2. Lors de ces visites, en Algérie comme dans les trois autres pays du continent, et en ces moments de vives tensions au Moyen-Orient, berceau des grandes religions, le pape Léon XIV évoquera certainement l’histoire de l’Afrique marquée par la colonisation, qui a profondément bouleversé le continent à travers une exploitation violente et la destruction des sociétés locales. Il délivrera également un message d’espoir tourné vers l’avenir, plaidant pour un développement partagé, aussi bien à l’échelle intra-africaine que dans les relations du continent avec le reste du monde. Il lancera un appel aux représentants de la société civile, aux gouvernements et aux organisations internationales en faveur d’un engagement renouvelé en matière de coopération régionale et de solidarité face aux nouveaux défis que sont le changement climatique, les disparités socio-économiques et la sécurité, tant régionale que mondiale.
Face à un monde qui connaît un bouleversement sans précédent, amplifié par une couverture médiatique omniprésente, et contrairement aux discours extrémistes haineux, le conflit actuel au Moyen-Orient n’est pas une confrontation entre la vision judéo-chrétienne et la vision arabo-musulmane du monde. L’histoire millénaire a montré que la symbiose des apports du monde musulman et de l’Occident — islam, judaïsme et christianisme, auxquels s’ajoutent toutes les autres religions, comme le bouddhisme, pour ne citer que ces grandes traditions spirituelles — a favorisé le dialogue des cultures à travers la tolérance. Comme je l’ai souvent rappelé dans de nombreuses contributions nationales et internationales depuis plus de trois décennies, point de vue partagé par de nombreux amis de toutes tendances, épris de paix et de tolérance, qu’ils soient musulmans, chrétiens, juifs ou non-croyants : nous devons combattre le racisme et l’intolérance sous toutes leurs formes, chaque peuple devant concilier son authenticité culturelle et la modernité.
À l’heure où ce sont les rapports de force qui tendent à façonner les relations internationales, le dialogue productif s’impose.

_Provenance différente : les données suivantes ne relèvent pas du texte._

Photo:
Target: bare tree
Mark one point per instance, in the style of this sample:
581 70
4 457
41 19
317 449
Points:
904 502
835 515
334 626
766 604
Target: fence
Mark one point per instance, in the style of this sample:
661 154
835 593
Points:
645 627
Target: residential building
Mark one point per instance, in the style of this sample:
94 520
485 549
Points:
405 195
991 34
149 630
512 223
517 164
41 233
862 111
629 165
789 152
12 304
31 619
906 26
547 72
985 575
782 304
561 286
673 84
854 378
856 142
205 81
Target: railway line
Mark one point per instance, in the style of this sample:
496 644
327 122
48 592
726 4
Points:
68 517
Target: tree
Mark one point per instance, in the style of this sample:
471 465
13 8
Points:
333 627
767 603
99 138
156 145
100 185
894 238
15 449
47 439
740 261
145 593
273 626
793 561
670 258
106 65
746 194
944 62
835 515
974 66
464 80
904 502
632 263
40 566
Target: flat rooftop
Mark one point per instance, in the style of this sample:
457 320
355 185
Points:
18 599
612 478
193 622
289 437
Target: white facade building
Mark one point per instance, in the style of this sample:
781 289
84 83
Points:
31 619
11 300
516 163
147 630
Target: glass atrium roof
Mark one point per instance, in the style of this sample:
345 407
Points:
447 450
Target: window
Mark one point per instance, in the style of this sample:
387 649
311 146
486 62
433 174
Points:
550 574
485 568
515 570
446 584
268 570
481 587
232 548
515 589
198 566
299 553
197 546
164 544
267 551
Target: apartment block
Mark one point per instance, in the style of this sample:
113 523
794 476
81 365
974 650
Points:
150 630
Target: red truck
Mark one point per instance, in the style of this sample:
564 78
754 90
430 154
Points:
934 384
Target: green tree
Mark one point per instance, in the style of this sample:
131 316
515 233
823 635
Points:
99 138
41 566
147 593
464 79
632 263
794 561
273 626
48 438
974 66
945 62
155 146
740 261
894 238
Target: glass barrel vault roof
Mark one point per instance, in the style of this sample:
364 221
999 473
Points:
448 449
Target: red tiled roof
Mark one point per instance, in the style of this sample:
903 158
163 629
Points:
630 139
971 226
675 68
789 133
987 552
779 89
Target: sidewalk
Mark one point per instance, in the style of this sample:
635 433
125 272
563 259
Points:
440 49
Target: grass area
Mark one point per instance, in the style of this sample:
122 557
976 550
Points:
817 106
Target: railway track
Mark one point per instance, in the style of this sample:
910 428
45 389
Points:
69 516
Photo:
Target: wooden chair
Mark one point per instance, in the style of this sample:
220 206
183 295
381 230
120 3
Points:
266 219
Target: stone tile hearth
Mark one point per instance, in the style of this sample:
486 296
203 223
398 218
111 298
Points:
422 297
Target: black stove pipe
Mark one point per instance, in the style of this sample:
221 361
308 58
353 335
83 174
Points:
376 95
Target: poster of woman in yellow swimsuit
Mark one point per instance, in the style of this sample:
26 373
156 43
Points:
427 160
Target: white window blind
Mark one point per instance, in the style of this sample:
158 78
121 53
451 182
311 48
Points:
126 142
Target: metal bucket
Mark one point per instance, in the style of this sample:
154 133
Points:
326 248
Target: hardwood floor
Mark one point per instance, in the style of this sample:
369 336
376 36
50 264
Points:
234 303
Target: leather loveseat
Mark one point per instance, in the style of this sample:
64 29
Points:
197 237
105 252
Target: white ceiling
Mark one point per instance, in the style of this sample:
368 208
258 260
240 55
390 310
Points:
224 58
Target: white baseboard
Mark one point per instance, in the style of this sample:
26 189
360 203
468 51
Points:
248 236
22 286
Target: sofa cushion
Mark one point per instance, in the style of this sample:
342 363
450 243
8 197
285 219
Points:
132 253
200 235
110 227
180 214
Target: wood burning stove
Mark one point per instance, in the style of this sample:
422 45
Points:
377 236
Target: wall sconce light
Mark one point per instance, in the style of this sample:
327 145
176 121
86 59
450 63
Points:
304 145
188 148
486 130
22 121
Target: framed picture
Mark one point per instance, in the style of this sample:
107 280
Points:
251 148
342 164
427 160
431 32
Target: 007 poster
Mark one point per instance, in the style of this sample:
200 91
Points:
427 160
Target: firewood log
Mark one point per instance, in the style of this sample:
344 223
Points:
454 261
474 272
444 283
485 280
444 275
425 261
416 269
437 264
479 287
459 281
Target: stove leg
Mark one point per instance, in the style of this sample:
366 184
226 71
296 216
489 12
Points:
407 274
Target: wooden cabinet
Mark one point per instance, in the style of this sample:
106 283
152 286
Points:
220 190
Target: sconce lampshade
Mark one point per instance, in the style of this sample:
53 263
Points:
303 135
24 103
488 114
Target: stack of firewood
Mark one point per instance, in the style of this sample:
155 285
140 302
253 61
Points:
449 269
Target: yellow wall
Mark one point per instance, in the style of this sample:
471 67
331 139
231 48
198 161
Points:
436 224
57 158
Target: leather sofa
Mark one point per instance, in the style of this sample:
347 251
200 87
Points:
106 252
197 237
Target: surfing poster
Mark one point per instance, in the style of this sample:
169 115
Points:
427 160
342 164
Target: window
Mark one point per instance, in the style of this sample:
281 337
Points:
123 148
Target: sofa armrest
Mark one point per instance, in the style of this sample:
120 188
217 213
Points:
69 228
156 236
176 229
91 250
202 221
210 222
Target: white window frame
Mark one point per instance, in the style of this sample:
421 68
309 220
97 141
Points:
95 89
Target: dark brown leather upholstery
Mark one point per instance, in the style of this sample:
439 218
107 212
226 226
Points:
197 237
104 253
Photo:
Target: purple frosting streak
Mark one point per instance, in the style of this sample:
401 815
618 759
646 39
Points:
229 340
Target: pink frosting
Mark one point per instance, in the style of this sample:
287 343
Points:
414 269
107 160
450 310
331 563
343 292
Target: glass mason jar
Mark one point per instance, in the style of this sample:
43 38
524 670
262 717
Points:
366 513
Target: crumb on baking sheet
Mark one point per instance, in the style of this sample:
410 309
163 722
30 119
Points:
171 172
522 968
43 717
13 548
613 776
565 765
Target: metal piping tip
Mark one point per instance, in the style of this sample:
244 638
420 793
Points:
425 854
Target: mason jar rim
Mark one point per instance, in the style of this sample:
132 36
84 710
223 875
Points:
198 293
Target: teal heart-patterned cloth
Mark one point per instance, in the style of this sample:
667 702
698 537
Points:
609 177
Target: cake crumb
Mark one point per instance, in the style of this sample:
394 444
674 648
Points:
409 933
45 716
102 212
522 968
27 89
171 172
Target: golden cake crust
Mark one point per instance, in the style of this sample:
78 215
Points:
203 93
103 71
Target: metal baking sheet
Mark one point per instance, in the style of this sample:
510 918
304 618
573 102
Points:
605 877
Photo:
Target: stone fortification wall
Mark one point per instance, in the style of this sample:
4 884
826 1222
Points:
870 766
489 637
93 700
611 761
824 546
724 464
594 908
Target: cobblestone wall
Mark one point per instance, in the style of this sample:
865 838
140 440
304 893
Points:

Il faut savoir accepter les différences et valoriser la diversité comme une richesse, plutôt que de chercher une homogénéisation stérile qui, durant des siècles, n’a fait qu’attiser les confrontations, précisément parce que les extrémismes ont prospéré dans un environnement de suspicion et d’exclusion. Or, connaître l’Autre, c’est aller vers lui, le comprendre, mieux l’appréhender, afin de favoriser le dialogue des religions et des civilisations. Telle est l’unique voie que doivent emprunter les dirigeants de ce monde pour transcender leurs différends, trouver les raisons de vivre harmonieusement ensemble et bâtir, ensemble, le monde de demain. C’est dans ce cadre que s’inscrit pleinement la visite du pape Léon XIV en Afrique.